Pela boca do Padre Brown, o sacerdote detetive de Chesterton, conhecemos que “quando se deixa de acreditar em Deus, passa-se a acreditar em qualquer coisa”, e está certa a personagem. Como Arão, sucumbindo à idolatria da impaciência pela ausência de Moisés e criando assim o bezerro de ouro (em cena magistralmente pintada por Poussin), se os homens descuram da fé no verdadeiro Criador, logo elegerão para si o sexo, o dinheiro e outros falsos deuses.
Dentre os ídolos aos quais pode a estupidez se aferrar, talvez o mais patético seja o culto de si mesmo, a egolatria humana. Em decorrência de maciço envenenamento cultural, hoje este culto, desde sempre à espreita, é não somente tolerado, é louvado, propagandeado em escala jamais vista, tornando-nos orgulhosos da nossa baixeza.
Apartado da raiz transcendente e confinado, portanto, na materialidade, o homem é tomado pelo desespero de uma vida à qual ele tem de se apegar com todas as forças, daí fenômenos como a devoção exagerada da própria saúde (ou a escravização pela opinião alheia, o terror em face dos “cancelamentos”).
A questão do coronavírus é ilustrativa. Na era da informação, a nuvem de narrativas nos lança numa espécie de “náusea cognitiva”, variante real da náusea que a balela sartreana chamaria existencial, entorpecendo-nos para a verdade, anestesiando-nos numa confusão mental paralisante. As máscaras surtem efeito? É moralmente lícito e necessário vacinar-se? E quanto à velocidade de sua produção? Quantos são os mortos de e por Covid-19? São todas perguntas importantes, sobre as quais paira ainda uma névoa de enganações.
Provavelmente, nunca antes se viu uma doença de tão baixa letalidade ser responsável por agitações sociais tão amplas. O mundo continua sendo acometido de enfermidades e problemas muitíssimo mais graves (ou igualmente graves), que não suscitam campanhas e comoções mundiais. Pode-se responder que o aspecto chamativo do coronavírus é a sua rápida difusão, mas considero esta explicação reducionista. Os 800 mil suicídios e os 2 milhões de mortos por diarreia e pneumonia anuais não demandam ao menos uma fatia da preocupação demonstrada com relação ao Covid-19?
Com coisas do tipo, a desconfiança é inevitável, sobretudo para quem não identifica o discurso da OMS com a voz da ciência. Apesar da insistência de órgãos sanitários ideologicamente infiltrados, é razoável, por exemplo, deixar de tomar uma vacina cujo risco de morte seja praticamente equivalente ao risco implicado pela doença. As misérias geradas pelo combate à pandemia, a partir dos lockdowns e medidas restritivas irracionais (fome, transtorno de ansiedade e alto risco de depressão em crianças e adolescentes causados pelo isolamento social, déficit educacional, etc.), certamente farão a emenda sair pior que o soneto.
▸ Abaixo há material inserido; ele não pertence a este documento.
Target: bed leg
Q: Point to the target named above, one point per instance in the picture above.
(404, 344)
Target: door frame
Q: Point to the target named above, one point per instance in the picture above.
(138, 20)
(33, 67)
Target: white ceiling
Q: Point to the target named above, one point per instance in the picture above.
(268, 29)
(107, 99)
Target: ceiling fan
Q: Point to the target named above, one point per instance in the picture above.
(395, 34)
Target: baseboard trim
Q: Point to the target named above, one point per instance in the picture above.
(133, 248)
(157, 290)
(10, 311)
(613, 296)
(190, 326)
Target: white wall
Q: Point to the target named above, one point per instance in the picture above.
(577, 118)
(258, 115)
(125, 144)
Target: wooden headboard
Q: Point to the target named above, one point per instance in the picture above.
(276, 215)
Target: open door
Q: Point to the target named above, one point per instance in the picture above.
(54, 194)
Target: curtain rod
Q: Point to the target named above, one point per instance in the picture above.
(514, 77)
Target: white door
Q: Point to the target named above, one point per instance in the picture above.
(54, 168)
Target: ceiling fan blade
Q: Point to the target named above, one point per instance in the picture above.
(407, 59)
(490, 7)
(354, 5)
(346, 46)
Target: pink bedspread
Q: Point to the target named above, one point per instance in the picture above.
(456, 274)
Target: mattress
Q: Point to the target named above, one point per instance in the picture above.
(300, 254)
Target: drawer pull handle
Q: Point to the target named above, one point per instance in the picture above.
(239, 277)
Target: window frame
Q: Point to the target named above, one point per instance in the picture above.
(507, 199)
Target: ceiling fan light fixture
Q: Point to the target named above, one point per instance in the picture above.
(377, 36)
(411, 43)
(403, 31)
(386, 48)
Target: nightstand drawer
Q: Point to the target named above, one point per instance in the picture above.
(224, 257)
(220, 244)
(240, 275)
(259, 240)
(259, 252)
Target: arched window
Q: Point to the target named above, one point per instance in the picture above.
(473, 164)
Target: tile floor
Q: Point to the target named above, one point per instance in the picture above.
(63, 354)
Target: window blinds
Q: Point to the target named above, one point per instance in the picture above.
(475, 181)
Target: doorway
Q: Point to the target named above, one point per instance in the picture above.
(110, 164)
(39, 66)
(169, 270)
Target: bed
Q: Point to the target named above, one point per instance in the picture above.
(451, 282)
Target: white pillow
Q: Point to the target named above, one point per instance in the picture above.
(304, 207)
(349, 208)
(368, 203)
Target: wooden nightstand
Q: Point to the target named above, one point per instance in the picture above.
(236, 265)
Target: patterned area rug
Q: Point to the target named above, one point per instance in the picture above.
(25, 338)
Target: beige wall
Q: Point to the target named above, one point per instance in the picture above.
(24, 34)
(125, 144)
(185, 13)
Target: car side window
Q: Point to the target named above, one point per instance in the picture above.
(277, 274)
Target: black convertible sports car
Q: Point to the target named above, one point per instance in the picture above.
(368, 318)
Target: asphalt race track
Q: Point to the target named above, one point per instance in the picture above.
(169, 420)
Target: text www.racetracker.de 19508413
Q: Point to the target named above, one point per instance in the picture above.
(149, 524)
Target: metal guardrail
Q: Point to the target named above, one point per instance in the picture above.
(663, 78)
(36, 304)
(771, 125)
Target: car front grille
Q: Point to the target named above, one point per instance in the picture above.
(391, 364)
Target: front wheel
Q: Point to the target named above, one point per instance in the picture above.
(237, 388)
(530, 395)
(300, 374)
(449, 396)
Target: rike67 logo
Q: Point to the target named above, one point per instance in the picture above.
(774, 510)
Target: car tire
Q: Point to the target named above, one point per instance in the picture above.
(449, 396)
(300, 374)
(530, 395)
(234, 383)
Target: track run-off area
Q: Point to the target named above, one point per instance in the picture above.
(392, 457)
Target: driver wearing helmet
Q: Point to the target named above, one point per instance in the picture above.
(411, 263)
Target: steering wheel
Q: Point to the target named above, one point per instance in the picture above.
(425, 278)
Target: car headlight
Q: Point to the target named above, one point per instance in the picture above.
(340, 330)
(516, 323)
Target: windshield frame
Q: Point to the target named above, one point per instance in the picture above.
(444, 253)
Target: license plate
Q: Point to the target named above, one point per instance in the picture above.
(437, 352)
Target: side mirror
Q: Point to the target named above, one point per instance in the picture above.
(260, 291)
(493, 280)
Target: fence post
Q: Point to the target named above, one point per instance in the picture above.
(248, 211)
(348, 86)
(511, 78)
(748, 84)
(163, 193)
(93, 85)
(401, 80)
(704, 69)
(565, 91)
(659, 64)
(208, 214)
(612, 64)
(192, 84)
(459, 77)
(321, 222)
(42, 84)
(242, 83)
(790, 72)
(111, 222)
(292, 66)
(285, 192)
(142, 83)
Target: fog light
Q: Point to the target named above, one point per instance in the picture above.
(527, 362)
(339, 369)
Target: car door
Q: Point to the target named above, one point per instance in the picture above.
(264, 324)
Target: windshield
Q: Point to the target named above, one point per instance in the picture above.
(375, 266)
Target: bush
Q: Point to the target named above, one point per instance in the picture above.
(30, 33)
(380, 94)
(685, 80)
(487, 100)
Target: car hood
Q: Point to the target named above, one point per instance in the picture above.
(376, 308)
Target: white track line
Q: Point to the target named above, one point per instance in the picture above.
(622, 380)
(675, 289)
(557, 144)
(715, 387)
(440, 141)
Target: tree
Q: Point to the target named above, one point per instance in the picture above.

A meu ver, não há que dar crédito absoluto aos que afirmam ser a pandemia uma farsa total, nem tampouco aos alarmistas do apocalipse sanitário. As inconsistências de informação e incoerências argumentativas só permitem concluir que ninguém sabe bem de nada.
É traço definidor da literatura distópica o tema do esmagamento da individualidade (normalmente como uma falsa resposta ao erro contrário, o do individualismo liberal) ou uniformização para uma redefinição do ser humano, e é impossível, nestes tempos de pandemia, não lembrar Der Arbeiter (“O trabalhador”), ensaio do alemão Ernst Jünger, publicado em 1932, pouco antes da ascensão de Hitler. Na sociedade da nova ordem descrita por Jünger, o ponto de desumanização e submissão é representado pela onipresença das “máscaras”, que apagam seja as distinções fisionômicas particulares, seja a distinção entre masculino e feminino; “máscara de rosto para o desporto e altas velocidades (...) máscara de proteção para o trabalho”. Não há indivíduos, há tipos.
O rosto é janela da alma. Por ele, revelamos sentimentos e intenções, e, para além daquilo que Grice chama “sinais naturais”, que são interpretáveis por outros animais, a face humana (o ato humano) pode “significar”, ou seja, embutir uma intenção da alma num determinado ato a fim de comunicá-la. Não por acaso, outro filósofo põe no rosto um obstáculo ao assassinato. Façamos o exercício mental de imaginar uma sociedade de pessoas sem cabeça...
Narciso ouvira de Tirésias a profecia de vida longa se aquele “não se conhecesse”. Na fábula, a ruína de Narciso se deu pelo conhecimento da própria vaidade. Os Tirésias da nova ordem mundial, claro, também desejam nos livrar da nossa.